One other thing I want to say about how people respond to things like the election, in terms of their practice, is sometimes we’re led to believe that practice should put us in a state of equanimity or acceptance so we’re not bothered by events or we don’t pick and choose, that the real attitude would be to have no preference about which way things turn out. That’s dualistic thinking. We’re told we should have an open mind, not pick and choose. Right? Well, it’s good to have an open mind, but as they say, not so open that your brains fall out. Our understanding of the whole doesn’t mean that we throw out our understanding of difference. It doesn’t mean that we don’t have legitimate reactions and preferences. If your house is burning down, you have a legitimate preference that the fire department arrive in time. If it’s inescapable and it burns to the ground, it’s a reality you have to deal with, but practice shouldn’t put you into a state where it doesn’t matter.

In particular, if our practice is about including everything and nonseparation, then we have to be able to have a judgment about people or ourselves when we get stuck in separation, when in response to our own pain or anger or confusion, we choose or get stuck in a path of pushing aside something that’s part of ourselves. In the social and political realm, people can respond to anxiety or inequality with blame, with exclusion: If only we could get rid of “them.” But when we do that, and the “them” are immigrants or MAGA Republicans or Democratic elites, we create and demonize others that we organize ourselves around. We just want to push “that” out of our reality, and from a practice point of view, we can’t push part of the world out of our reality, any more than we can push parts of our mind out of our consciousness.

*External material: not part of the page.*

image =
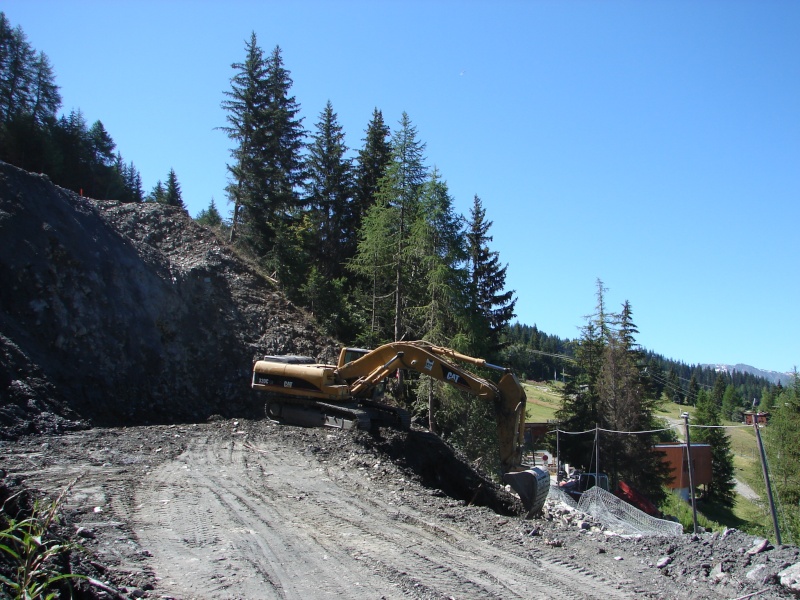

We can’t create an inner bubble where anger and jealousy and emotional reactivity exist anymore then we can imagine we can live in a political or social reality without inequality or racism or misogyny. These things are there and we have to acknowledge them, and we have to be very careful about how we react to them in a practice way. We have to be able to deal with the legitimacy of our own judgment just as we would in seeing ourselves get caught in reactivity, we have to be able to say that that’s not practice. That’s not what I’m trying to do, not what I’m trying to be. And that exists at the personal level and the social level and we can’t imagine that practice is going to smooth over into a kind of homogenized acceptance of everything and all points of views, as if they were all one.

To think about the harmony of difference and sameness, is to legitimize each perspective, to see how we’re all in this together and how some of us sometimes act as if we’re not, and we have to be able to recognize how that happens, when it happens, and take responsibility for it.